# Integration

• Dec 2nd 2006, 06:24 AM
ron007
Integration
I did this exercise but the book answer was =x-e^-x+c. And mine was
= -x-e^-x+c. Thanks for ur help.
• Dec 2nd 2006, 07:00 AM
CaptainBlack
Quote:

Originally Posted by ron007
I did this exercise but the book answer was =x-e^-x+c. And mine was
= -x-e^-x+c. Thanks for ur help.

$\int \frac{e^x+1}{e^x}dx=\int (1+e^{-x}) dx =x - e^{-x}+Const$

As a check you can try differentiation this and your solution

RonL
• Dec 2nd 2006, 07:17 AM
ron007
Quote:

Originally Posted by CaptainBlack
$\int \frac{e^x+1}{e^x}dx=\int (1+e^{-x}) dx =x - e^{-x}+Const$

As a check you can try differentiation this and your solution

RonL

Thanks. But can u show the process to see my error.
• Dec 2nd 2006, 07:51 AM
CaptainBlack
Quote:

Originally Posted by CaptainBlack
$\int \frac{e^x+1}{e^x}dx=\int (1+e^{-x}) dx =x - e^{-x}+Const$

As a check you can try differentiation this and your solution

RonL

Quote:

Originally Posted by ron007
Thanks. But can u show the process to see my error.
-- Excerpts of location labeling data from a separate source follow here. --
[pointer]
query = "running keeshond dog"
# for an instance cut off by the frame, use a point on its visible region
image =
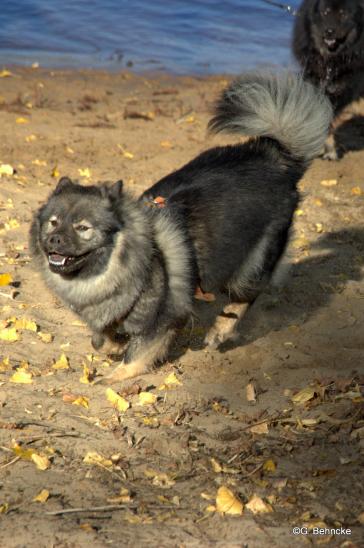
(328, 42)
(131, 265)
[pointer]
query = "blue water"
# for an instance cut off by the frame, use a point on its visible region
(177, 36)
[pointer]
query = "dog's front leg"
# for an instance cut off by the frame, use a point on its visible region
(140, 356)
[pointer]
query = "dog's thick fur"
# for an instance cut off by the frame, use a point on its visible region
(328, 42)
(120, 263)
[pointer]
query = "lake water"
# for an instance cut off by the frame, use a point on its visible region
(178, 36)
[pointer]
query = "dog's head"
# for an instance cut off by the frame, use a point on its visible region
(76, 225)
(337, 25)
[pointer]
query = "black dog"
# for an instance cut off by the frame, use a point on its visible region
(122, 263)
(328, 42)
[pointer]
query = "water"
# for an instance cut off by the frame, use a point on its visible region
(177, 36)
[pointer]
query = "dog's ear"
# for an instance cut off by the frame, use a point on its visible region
(115, 191)
(63, 183)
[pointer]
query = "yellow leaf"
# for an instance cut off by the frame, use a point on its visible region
(96, 459)
(304, 395)
(85, 172)
(259, 428)
(269, 466)
(227, 503)
(40, 163)
(82, 401)
(45, 337)
(23, 323)
(147, 398)
(22, 376)
(22, 120)
(9, 334)
(6, 169)
(258, 506)
(5, 365)
(120, 403)
(215, 466)
(356, 191)
(55, 173)
(42, 496)
(328, 182)
(88, 375)
(5, 279)
(62, 362)
(42, 462)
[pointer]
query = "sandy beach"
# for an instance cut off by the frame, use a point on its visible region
(278, 415)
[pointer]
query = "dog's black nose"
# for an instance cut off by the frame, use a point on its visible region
(55, 239)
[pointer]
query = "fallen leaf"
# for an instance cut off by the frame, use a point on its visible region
(62, 362)
(42, 462)
(304, 395)
(269, 466)
(259, 428)
(258, 506)
(160, 479)
(120, 403)
(42, 496)
(22, 376)
(96, 459)
(250, 393)
(6, 169)
(356, 191)
(5, 279)
(328, 182)
(45, 337)
(147, 398)
(9, 334)
(227, 503)
(85, 172)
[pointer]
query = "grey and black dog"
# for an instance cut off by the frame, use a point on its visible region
(120, 263)
(328, 42)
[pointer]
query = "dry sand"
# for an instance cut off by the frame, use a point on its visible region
(305, 335)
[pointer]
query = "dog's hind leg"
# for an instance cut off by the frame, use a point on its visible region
(225, 324)
(140, 356)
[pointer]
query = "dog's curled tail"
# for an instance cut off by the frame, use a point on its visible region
(281, 106)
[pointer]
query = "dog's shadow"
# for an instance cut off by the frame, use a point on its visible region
(310, 286)
(349, 136)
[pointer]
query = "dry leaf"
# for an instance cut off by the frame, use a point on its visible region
(328, 182)
(96, 459)
(147, 398)
(45, 337)
(250, 393)
(42, 496)
(22, 376)
(9, 334)
(85, 172)
(62, 362)
(6, 169)
(269, 466)
(42, 462)
(5, 279)
(258, 506)
(120, 403)
(261, 428)
(304, 395)
(227, 503)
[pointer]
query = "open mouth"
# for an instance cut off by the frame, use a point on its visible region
(65, 263)
(333, 44)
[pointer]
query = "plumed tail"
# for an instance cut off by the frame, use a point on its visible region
(281, 106)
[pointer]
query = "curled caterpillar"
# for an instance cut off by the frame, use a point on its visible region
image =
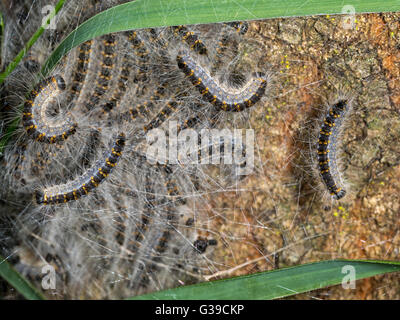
(327, 141)
(36, 121)
(213, 92)
(85, 183)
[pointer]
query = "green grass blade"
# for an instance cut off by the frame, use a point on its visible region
(30, 43)
(8, 273)
(156, 13)
(278, 283)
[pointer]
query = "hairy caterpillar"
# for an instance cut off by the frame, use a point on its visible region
(227, 100)
(84, 184)
(327, 148)
(35, 118)
(146, 229)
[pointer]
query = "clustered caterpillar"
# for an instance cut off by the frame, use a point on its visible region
(327, 153)
(84, 184)
(227, 100)
(37, 122)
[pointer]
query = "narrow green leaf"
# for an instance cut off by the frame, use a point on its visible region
(278, 283)
(156, 13)
(29, 44)
(8, 273)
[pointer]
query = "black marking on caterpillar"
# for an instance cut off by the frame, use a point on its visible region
(212, 92)
(84, 184)
(104, 75)
(81, 69)
(200, 245)
(34, 117)
(191, 39)
(327, 140)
There is virtualy nothing to show:

] $\int \frac{e^x+1}{e^x}dx$

divide through by the $e^x$ in the denominator to get:

$\int \frac{e^x+1}{e^x}dx=\int 1 + \frac{1}{e^x}dx=\int (1+e^{-x}) dx$

Distribute the integral over the addition:

$\int \frac{e^x+1}{e^x}dx=\int (1+e^{-x}) dx = \int 1\ dx + \int e^{-x} dx$

But the two integrals on the right are both standard integrals:

$\int 1\ dx=x+C$

$\int e^{-x} dx = -e^{-x}+K$

so:

$\int \frac{e^x+1}{e^x}dx=\int (1+e^{-x}) dx = \int 1\ dx + \int e^{-x} dx=x-e^{-x}+Const$

RonL
• Dec 2nd 2006, 08:01 AM
ron007
Thanks...